MemGaze/bin-anlys: Translate DynInst IR to MIAMI IR

  • Changes NRT made to Xia's code to incorporate 'external4' into 'MemGaze/bin-anlys'

    • Reinstated MIAMI driver.

    • Disable Xia's code.

    • Although we will eventually discard it, we should use XED as a validation tool.

      • I updated the instrution translation to print the input instruction using XED's and DynInst's decoders. The decoding should align.

      • We should check the output translation in two ways. The first way is using MIAMI's original XED-based translator; and then using our DynInst-based translator. I've updated the driver accordingly.

    • Xia's code is slow for a couple reasons:

      • For one routine, seach through all functions O(|functions|)...
      • For one instruction, the translation is O(|functions| * |blocks| * |insn-in-block|). This holds even for the simplest instruction (e.g. a nop) without registers.

      I removed the last term (|insn-in-block|) by fixing a decoding bug isaXlate_getDyninstInsn(). The code had scanned the instrutions in a basic block but stopped just before the requested instruction address.

    • Xia's code had static data structures. It makes the code hard to understand and is unsafe for threads. Also, it turns out that some of the data structures were computed twice, once when building the CFG and again when initializing instruction translation for the routine. For example bpatch.openBinary() was done twice on the same routine, creating two versions of BPatch_image and vector<BPatch_function*>. [create_loadModule() and isaXlate_init()]

      I consolidated the CFG and Instruction translation code to avoid this and make the code easier to understand.

      For now I have partially cleaned the way the static data is used so that, e.g., lm_func2blockMap is not computed multiple times (once for each routine).

  • BUGS:

    • The DynInst Function/BasicBlock context should be part of MIAMI classes, e.g. Routine and CFG.

    • Complete translation from DynInst::Instruction -> MIAMI::Instruction.

    • Some of the static data structure are never cleared. For example, func_blockVec is never cleared. It seems this may have created an ever-expanding worklist for get_instructions_address_from_block().

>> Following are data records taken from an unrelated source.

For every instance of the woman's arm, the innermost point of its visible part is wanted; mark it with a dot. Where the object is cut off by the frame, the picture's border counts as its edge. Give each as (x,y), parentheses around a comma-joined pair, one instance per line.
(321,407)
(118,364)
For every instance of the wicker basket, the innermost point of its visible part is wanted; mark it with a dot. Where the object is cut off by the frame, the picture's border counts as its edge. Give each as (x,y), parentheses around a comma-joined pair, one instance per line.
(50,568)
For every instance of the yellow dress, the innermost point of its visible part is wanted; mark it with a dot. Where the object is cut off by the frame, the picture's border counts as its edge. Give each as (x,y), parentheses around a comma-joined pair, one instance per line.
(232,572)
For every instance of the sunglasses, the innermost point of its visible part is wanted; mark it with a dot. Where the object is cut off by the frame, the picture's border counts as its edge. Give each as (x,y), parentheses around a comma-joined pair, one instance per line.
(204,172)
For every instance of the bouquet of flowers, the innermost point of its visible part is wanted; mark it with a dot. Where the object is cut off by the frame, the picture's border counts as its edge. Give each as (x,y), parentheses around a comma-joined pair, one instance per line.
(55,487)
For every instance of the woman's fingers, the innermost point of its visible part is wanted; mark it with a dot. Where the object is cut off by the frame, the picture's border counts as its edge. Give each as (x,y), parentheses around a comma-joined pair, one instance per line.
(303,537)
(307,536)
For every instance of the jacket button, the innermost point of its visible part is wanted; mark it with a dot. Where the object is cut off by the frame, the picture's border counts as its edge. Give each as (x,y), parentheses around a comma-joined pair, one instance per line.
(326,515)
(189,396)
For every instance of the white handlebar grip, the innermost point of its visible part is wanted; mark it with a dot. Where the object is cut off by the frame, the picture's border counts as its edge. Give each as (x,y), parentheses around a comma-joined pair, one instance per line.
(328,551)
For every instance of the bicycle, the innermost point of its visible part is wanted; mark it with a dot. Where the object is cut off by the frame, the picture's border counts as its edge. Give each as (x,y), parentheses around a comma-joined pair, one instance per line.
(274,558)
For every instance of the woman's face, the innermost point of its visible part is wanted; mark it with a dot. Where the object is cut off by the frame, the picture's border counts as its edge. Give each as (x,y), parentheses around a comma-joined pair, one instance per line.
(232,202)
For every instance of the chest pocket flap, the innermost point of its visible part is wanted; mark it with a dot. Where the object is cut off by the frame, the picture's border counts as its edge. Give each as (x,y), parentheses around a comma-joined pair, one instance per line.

    • Memory leak in Routine::decode_instructions_for_block()...

Xia's efforts on SeaPearl

  • ~huxi333/palm/trunk/external: Corresponds to MIAMI-v1 (just debug output)

    • src/CFGtool/cfgtool_dynamic.C

    • src/CFGtool/cfgtool_static.C

    • src/Scheduler/DGBuilder.C

    • src/Scheduler/MiamiDriver.C

    • src/Scheduler/load_module.C

    • src/Scheduler/routine.C

    • src/common/PrivateCFG.h

    • src/common/SystemSpecific/x86_xed_decoding.C

  • ~huxi333/palm/trunk/external4: Incorporated partially into MemGaze/bin-anlys

    • MIAMI/src/Scheduler/Report : Summary of work
    • MIAMI/src/Scheduler/dyninst_* : New files
    • Control flow changes in driver

      • src/Scheduler/MiamiDriver.C
      • src/Scheduler/load-module.C
      • src/Scheduler/routine.C
      • src/Scheduler/DGBuilder.C
    • Test for duplicates

      • src/OAUtils/BaseGraph.C
    • Replace dynamic_cast with static_cast

      • src/CFGtool/CFG.h
      • src/MemReuse/CFG.h
      • src/OAUtils/DGraph.h
      • src/Scheduler/PatternGraph.h
    • Debug output

      • src/CFGtool/cfg_data.C
      • src/CFGtool/routine.C
      • src/CFGtool/cfgtool_static.C
      • src/Scheduler/XML_output.C
      • src/Scheduler/schedtool.C
    • No effects/buggy

      • src/Scheduler/DGBuilder.h
      • src/Scheduler/SchedDG.C
  • Environment: ~huxi333/.bashrc ~huxi333/pkg

  • Others ~huxi333/palm/trunk/external2: Not useful; not yet compiled. ~huxi333/palm/trunk/external3: Not useful. Attempted to work on 'CFGTool'


MIAMI-NW structure

  • Open 'cfgprof' profile: MIAMI_Driver::Initialize()

  • Instrution path analysis using new basic-block profiling (Paths are reconstructed per routine. Callsites connect inter-procedural paths.)

    Routine::myConstructPaths [routine.C] -> SchedDG::SchedDG() -> MIAMI_DG::DGBuilder(Routine) -> DGBuilder::build_graph()

    Routine::constructPaths() -> DGBuilder::computeMemoryInformationForPath() -> SchedDG::find_memory_parallelism()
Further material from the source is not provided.